Oshima’s revolution is a more free-wheeling one than his comrade Jean-Luc Godard (with whom he is paired for BAM’s Oshima X Godard series); the film’s faux-documentary interludes and excursions into kabuki theater suggest a playful wink that’s not always found in Godard’s work. Real-life Japanese leftist luminaries like Juro Kara (underground playwright and theater director) and his Situation Players, along with Moichi Tanabe, the actual owner of the bookstore robbed in the film, make winking cameos and further blur the line between fact and fiction. Diary of a Shinjuku Thief is part portrait of the Tokyo counter-culture, part revolutionary analysis of sexual desire, and part dizzying, colorful explosion of tasteful Japanese cinema.

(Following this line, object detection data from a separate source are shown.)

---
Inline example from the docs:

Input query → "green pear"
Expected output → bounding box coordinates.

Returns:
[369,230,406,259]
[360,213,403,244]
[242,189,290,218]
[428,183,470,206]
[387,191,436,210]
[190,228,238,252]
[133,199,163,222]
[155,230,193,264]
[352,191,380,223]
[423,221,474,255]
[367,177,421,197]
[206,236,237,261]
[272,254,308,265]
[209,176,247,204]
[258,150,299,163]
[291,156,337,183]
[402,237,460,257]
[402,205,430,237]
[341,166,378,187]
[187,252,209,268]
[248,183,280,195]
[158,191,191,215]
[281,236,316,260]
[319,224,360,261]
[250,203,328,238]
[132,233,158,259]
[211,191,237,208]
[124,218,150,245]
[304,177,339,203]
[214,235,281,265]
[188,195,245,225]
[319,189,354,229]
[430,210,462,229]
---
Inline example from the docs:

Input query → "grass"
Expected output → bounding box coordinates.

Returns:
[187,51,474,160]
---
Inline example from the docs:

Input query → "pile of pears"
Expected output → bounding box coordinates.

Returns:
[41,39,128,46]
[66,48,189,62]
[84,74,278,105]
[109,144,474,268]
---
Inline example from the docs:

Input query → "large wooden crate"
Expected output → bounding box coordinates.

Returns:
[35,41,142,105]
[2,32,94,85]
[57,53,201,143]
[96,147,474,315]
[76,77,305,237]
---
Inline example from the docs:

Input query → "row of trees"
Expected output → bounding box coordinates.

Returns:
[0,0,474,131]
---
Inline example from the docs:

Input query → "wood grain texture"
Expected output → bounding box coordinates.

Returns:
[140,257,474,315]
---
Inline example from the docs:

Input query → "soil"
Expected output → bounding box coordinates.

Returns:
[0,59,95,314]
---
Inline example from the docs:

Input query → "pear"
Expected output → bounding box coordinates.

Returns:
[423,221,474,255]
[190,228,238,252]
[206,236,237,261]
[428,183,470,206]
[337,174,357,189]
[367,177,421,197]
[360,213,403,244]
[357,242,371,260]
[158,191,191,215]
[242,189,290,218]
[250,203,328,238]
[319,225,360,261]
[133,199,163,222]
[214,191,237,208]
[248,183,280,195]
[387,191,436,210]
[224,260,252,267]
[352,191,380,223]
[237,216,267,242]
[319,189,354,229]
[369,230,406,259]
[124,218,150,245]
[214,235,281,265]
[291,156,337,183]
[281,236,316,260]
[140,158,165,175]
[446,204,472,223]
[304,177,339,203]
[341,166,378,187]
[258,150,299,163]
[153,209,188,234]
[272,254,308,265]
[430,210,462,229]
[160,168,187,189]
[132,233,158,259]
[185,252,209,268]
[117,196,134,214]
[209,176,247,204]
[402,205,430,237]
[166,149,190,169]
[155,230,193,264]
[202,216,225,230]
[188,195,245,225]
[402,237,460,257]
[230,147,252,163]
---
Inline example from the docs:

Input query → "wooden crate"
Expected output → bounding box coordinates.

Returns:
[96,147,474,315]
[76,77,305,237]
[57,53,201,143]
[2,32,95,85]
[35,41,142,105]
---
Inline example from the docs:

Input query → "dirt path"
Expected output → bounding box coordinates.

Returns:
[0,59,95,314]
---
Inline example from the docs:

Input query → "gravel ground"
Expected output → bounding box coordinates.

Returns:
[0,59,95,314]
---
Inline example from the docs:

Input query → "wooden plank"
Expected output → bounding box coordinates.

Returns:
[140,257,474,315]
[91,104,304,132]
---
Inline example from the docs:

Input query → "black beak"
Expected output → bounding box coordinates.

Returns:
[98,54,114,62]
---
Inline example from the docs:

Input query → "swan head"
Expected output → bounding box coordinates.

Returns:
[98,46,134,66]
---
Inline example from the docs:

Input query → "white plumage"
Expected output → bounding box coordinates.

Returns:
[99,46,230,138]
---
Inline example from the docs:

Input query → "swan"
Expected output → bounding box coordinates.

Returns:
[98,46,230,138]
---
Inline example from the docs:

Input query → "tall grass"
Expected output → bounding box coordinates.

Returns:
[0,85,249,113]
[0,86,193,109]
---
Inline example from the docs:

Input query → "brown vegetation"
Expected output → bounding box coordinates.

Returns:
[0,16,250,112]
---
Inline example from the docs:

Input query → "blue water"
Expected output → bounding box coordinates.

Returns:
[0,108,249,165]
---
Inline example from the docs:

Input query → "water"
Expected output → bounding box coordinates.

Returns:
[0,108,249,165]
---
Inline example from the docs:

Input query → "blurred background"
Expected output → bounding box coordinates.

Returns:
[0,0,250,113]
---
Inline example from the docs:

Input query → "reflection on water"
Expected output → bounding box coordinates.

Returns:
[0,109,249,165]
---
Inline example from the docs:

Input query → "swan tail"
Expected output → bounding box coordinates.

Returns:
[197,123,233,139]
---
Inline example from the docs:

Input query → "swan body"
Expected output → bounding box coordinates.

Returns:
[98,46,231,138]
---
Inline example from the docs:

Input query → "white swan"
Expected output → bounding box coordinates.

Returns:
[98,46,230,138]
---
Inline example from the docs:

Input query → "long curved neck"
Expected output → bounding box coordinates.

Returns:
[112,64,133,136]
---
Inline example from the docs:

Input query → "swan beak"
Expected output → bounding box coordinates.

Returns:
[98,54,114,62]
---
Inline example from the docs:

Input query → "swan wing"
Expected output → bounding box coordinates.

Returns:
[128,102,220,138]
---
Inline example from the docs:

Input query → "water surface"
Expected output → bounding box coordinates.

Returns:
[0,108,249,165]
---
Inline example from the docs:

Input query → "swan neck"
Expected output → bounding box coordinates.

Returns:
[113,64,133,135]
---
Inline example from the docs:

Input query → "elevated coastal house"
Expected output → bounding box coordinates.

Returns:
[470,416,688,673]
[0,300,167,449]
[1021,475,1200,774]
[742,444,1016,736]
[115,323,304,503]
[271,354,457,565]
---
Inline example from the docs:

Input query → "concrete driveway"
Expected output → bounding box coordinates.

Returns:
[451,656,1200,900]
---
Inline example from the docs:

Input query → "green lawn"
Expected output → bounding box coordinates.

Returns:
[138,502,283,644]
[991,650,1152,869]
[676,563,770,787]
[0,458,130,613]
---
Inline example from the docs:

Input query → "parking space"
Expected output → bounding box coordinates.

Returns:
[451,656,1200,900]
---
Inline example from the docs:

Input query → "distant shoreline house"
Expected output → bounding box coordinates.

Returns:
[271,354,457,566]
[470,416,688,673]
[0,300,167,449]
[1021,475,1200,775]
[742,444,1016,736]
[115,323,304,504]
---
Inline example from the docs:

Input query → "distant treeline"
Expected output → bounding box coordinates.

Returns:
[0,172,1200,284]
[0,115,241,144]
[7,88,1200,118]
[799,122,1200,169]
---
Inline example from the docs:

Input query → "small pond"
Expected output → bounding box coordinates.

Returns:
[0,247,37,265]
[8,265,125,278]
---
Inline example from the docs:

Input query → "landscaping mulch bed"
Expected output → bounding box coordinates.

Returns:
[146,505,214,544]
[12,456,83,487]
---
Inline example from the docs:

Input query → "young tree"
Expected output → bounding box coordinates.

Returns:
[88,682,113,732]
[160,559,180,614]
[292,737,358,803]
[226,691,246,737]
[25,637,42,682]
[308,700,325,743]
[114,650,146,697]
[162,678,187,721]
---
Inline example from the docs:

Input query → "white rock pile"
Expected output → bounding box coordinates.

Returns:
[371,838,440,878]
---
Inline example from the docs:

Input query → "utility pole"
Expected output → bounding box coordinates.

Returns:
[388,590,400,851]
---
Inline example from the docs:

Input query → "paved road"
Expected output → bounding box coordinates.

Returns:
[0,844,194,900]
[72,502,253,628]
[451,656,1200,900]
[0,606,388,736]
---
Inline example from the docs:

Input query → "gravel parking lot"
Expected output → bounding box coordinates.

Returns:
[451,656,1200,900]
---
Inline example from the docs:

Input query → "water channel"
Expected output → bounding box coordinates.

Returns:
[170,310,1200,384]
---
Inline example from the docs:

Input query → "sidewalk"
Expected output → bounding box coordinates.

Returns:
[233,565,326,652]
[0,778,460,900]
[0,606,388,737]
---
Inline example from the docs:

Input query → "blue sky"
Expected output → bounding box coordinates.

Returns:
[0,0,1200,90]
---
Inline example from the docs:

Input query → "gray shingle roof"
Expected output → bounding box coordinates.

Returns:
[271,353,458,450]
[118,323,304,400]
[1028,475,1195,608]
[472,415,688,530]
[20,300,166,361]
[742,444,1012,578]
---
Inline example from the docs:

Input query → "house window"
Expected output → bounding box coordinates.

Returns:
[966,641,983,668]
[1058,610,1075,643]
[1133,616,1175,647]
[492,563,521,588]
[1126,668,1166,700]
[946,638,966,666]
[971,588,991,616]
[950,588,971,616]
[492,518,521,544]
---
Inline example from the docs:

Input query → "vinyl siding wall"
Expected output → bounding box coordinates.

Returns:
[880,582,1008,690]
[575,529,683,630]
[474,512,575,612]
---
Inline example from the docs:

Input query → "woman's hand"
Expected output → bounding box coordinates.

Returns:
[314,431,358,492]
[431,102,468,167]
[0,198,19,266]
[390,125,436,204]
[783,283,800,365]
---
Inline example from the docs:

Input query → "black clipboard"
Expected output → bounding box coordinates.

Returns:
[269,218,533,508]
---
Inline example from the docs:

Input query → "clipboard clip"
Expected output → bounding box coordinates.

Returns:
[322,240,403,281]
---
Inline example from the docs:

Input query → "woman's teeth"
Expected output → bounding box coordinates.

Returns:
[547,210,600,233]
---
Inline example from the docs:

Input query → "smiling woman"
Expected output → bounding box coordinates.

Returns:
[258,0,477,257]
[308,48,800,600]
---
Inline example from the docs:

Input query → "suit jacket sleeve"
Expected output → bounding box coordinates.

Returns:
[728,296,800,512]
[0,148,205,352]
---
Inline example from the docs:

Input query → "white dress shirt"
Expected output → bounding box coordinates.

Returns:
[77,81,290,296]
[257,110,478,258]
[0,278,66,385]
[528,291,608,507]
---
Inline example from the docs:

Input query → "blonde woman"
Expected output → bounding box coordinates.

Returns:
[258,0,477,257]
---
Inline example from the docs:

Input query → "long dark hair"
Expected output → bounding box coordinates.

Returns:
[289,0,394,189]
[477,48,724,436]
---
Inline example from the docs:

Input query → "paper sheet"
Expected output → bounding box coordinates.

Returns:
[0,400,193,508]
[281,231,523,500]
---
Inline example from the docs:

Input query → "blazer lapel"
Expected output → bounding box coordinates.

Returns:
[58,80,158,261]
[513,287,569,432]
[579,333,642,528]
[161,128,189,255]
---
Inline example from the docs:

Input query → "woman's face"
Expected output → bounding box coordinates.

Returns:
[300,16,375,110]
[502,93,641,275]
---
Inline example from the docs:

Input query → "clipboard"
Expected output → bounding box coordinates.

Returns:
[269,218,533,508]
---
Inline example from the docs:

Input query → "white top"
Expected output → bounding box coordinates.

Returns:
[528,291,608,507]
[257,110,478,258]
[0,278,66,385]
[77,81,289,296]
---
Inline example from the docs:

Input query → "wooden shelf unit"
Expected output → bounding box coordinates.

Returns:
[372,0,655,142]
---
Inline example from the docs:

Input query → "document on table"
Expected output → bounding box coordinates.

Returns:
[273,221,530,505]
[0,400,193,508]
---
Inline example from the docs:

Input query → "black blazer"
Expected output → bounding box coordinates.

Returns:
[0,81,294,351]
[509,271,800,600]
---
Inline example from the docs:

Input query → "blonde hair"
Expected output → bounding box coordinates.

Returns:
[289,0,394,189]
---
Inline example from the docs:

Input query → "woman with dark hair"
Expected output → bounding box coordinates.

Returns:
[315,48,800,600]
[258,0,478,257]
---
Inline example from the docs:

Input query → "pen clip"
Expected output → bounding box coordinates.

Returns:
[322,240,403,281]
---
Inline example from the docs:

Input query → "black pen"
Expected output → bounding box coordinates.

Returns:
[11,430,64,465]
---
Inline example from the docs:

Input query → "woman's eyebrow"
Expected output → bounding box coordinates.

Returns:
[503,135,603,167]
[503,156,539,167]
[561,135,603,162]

Birdy and Umeko are ciphers in their world of shifting principles. After turning Birdy into the bookstore owner for stealing, Umeko reveals she doesn’t actually work at the store, but pretended to in order to meet Birdy. The pleasure of knowledge is on par with the pleasure of orgasm, real is fake and fake is real, black and white blossoms into color and then retracts again. The movie, and the characters, contain multitudes, and by focusing on one meaning, they (and we) miss many others. This anarchic mashup of image and political thought isn’t for everyone, but its barely-controlled chaos will appeal to fans of Shuji Terayama, Koji Wakamatsu, and, yes, Godard.